Vermes comedores de plástico Há alguns anos, um novo campo de pesquisa se abriu com a descoberta de que algumas espécies de insetos das ordens Lepidoptera e Coleoptera são capazes de degradar polietileno e poliestireno. “Em nosso laboratório, descobrimos o inseto que parece ser o mais rápido de todos:as larvas do lepidóptero Galleria mellonella, comumente conhecido como verme da cera”, diz Bertocchini. "Essas larvas são capazes de oxidar e quebrar os polímeros do plástico muito rapidamente" (após apenas uma hora de exposição).
"Nos últimos anos, esforços foram feitos para descobrir como esses insetos conseguem fazer isso. Numerosos estudos se concentraram nos microrganismos que habitam o sistema digestivo desses vermes, com base na suposição de que os vermes podem usar plástico como alimento e que seu degradação seria o resultado de sua atividade metabólica e processos digestivos", comenta o pesquisador. “Mas essa suposição é altamente questionável, então, desde o início, nossa pesquisa se concentrou na cavidade oral do verme”, explica ela.
“Examinamos o comportamento do verme de cera quando ele entra em contato com polietileno e descobrimos que as enzimas presentes na saliva do verme (ou seja, o líquido dentro da boca do inseto) podem degradar o polietileno”, diz Bertocchini. "Ao entrar em contato com a saliva, o polímero oxida e despolimeriza em poucas horas. Identificamos resíduos degradados que se formam na presença da saliva do verme", diz.
Além disso, os pesquisadores analisaram a saliva usando microscopia eletrônica e observaram um alto teor de proteína. "Isolamos duas enzimas da saliva que podem reproduzir a oxidação produzida pela saliva como um todo", explica o pesquisador. Essas duas proteínas, chamadas Demetra e Ceres, pertencem à família das enzimas fenol oxidase.

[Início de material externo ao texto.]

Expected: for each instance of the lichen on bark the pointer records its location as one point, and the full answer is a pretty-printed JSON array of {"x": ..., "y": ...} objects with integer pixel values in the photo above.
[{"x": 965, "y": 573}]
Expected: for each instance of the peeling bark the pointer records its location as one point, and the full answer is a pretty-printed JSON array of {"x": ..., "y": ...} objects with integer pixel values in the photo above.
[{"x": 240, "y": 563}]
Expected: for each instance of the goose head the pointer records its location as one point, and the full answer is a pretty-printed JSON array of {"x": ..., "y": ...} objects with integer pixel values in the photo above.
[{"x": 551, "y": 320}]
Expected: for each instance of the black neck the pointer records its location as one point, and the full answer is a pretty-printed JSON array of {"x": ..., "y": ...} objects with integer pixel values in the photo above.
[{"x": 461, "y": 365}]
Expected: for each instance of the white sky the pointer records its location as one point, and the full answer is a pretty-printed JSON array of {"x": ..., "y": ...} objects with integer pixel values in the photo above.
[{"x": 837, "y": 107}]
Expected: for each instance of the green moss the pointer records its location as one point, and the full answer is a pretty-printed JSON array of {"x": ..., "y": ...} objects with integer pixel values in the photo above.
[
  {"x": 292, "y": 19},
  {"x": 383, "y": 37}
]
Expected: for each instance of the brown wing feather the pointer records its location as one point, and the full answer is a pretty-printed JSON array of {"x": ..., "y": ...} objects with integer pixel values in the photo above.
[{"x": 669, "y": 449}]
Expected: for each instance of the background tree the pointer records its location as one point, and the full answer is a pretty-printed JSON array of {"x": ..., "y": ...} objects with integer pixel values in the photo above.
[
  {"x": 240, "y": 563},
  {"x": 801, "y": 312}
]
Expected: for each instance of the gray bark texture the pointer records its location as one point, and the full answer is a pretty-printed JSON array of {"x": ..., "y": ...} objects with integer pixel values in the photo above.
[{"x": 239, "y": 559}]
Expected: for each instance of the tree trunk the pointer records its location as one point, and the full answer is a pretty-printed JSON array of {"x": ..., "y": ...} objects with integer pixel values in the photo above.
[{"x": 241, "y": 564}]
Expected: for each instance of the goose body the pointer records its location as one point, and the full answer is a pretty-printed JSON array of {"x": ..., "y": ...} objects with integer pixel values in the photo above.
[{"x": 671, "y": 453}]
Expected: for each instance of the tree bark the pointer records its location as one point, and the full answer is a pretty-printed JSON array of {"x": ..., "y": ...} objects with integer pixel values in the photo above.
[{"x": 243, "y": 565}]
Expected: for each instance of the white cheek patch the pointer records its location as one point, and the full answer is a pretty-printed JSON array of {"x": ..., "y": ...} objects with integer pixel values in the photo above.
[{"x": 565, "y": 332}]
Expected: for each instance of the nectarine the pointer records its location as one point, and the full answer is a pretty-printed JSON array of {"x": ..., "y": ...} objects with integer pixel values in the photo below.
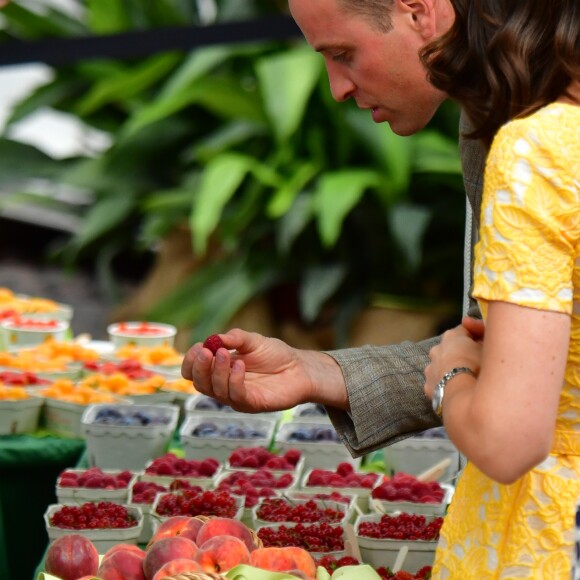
[
  {"x": 184, "y": 526},
  {"x": 122, "y": 565},
  {"x": 126, "y": 548},
  {"x": 72, "y": 556},
  {"x": 220, "y": 553},
  {"x": 178, "y": 566},
  {"x": 165, "y": 550},
  {"x": 225, "y": 527},
  {"x": 273, "y": 559}
]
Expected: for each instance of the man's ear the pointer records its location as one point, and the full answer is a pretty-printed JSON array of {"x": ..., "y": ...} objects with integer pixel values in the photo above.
[{"x": 423, "y": 14}]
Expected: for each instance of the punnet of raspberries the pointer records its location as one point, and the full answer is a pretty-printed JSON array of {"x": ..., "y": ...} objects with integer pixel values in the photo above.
[
  {"x": 332, "y": 563},
  {"x": 422, "y": 574},
  {"x": 94, "y": 478},
  {"x": 171, "y": 465},
  {"x": 145, "y": 492},
  {"x": 194, "y": 503},
  {"x": 343, "y": 476},
  {"x": 317, "y": 538},
  {"x": 405, "y": 487},
  {"x": 213, "y": 342},
  {"x": 281, "y": 510},
  {"x": 258, "y": 457},
  {"x": 89, "y": 516},
  {"x": 402, "y": 527}
]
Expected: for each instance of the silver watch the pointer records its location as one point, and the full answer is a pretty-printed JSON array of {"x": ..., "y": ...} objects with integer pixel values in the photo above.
[{"x": 439, "y": 389}]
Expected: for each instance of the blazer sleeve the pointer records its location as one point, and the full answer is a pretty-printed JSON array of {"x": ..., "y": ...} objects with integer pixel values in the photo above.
[
  {"x": 385, "y": 391},
  {"x": 385, "y": 383}
]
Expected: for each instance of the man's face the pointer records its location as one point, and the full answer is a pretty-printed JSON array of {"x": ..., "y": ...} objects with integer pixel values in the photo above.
[{"x": 381, "y": 71}]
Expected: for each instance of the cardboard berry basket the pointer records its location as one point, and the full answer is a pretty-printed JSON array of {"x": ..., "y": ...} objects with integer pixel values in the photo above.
[
  {"x": 64, "y": 417},
  {"x": 362, "y": 493},
  {"x": 20, "y": 416},
  {"x": 415, "y": 454},
  {"x": 350, "y": 506},
  {"x": 196, "y": 447},
  {"x": 36, "y": 331},
  {"x": 383, "y": 552},
  {"x": 75, "y": 495},
  {"x": 321, "y": 504},
  {"x": 148, "y": 518},
  {"x": 382, "y": 506},
  {"x": 128, "y": 446},
  {"x": 141, "y": 333},
  {"x": 198, "y": 403},
  {"x": 296, "y": 472},
  {"x": 103, "y": 539},
  {"x": 310, "y": 413},
  {"x": 167, "y": 480},
  {"x": 320, "y": 454},
  {"x": 160, "y": 517},
  {"x": 344, "y": 551}
]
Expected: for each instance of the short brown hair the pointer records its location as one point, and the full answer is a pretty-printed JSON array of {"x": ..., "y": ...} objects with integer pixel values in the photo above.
[
  {"x": 504, "y": 59},
  {"x": 376, "y": 12}
]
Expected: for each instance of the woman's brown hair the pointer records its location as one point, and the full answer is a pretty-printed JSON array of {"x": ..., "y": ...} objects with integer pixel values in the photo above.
[{"x": 503, "y": 59}]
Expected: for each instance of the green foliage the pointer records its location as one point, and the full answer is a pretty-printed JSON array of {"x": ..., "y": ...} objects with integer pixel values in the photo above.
[{"x": 244, "y": 144}]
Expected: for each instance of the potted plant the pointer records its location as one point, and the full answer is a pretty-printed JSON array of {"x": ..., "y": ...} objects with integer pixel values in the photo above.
[{"x": 282, "y": 193}]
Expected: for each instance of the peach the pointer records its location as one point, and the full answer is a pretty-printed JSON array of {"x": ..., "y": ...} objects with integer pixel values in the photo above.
[
  {"x": 298, "y": 574},
  {"x": 125, "y": 548},
  {"x": 220, "y": 553},
  {"x": 72, "y": 556},
  {"x": 184, "y": 526},
  {"x": 225, "y": 527},
  {"x": 165, "y": 550},
  {"x": 178, "y": 566},
  {"x": 273, "y": 559},
  {"x": 122, "y": 565},
  {"x": 304, "y": 560}
]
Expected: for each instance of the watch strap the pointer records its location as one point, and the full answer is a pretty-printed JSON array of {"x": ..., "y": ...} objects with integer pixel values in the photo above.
[{"x": 440, "y": 387}]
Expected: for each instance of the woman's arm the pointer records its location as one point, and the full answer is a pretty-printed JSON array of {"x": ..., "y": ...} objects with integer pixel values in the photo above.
[{"x": 504, "y": 419}]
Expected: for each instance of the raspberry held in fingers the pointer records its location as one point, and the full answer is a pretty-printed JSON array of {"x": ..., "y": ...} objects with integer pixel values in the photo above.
[{"x": 213, "y": 343}]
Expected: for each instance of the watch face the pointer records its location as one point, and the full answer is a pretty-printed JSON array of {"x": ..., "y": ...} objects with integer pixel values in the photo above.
[{"x": 437, "y": 399}]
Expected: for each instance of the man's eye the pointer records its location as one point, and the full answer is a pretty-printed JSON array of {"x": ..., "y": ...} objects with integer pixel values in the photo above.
[{"x": 339, "y": 57}]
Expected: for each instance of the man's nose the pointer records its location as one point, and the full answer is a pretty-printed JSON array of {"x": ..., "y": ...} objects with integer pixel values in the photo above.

"Descobrimos que a enzima Demetra teve um efeito significativo sobre o polietileno, deixando marcas (pequenas crateras) na superfície do plástico, visíveis a olho nu; esse efeito também foi confirmado pelo aparecimento de produtos de degradação formados após a exposição do polietileno A enzima Ceres também oxida o polímero, mas não deixa marcas visíveis, sugerindo que as duas enzimas têm efeito diferente sobre o polietileno", resume.
Como funcionam as enzimas fenoloxidase Os fenóis são moléculas utilizadas pelas plantas para se defenderem de potenciais inimigos, como larvas de insetos. Portanto, os insetos podem produzir enzimas fenol oxidase como forma de oxidar os fenóis vegetais e, assim, neutralizá-los, o que significa que eles podem se alimentar com segurança das plantas. Os fenóis também estão presentes em muitos aditivos plásticos, o que pode torná-los alvos dessas enzimas e criar as condições necessárias para a oxidação e despolimerização do plástico. "Até agora, isso é apenas especulação e mais experimentos serão necessários para investigar os mecanismos de ação da enzima em profundidade", alertam os pesquisadores.
Uma questão ainda mais interessante é como os vermes de cera adquiriram essa habilidade. Os pesquisadores especulam que pode ser devido a um processo evolutivo. Os vermes de cera se alimentam de cera de colmeia e pólen de uma grande variedade de espécies de plantas. Considerando que a cera da colmeia está cheia de fenóis, esse tipo de enzima seria muito útil para esses insetos. Indiretamente, isso explicaria por que os vermes de cera podem quebrar o polietileno. No entanto, até agora esta teoria é apenas especulação e devemos realizar mais pesquisas combinando biologia de insetos com biotecnologia.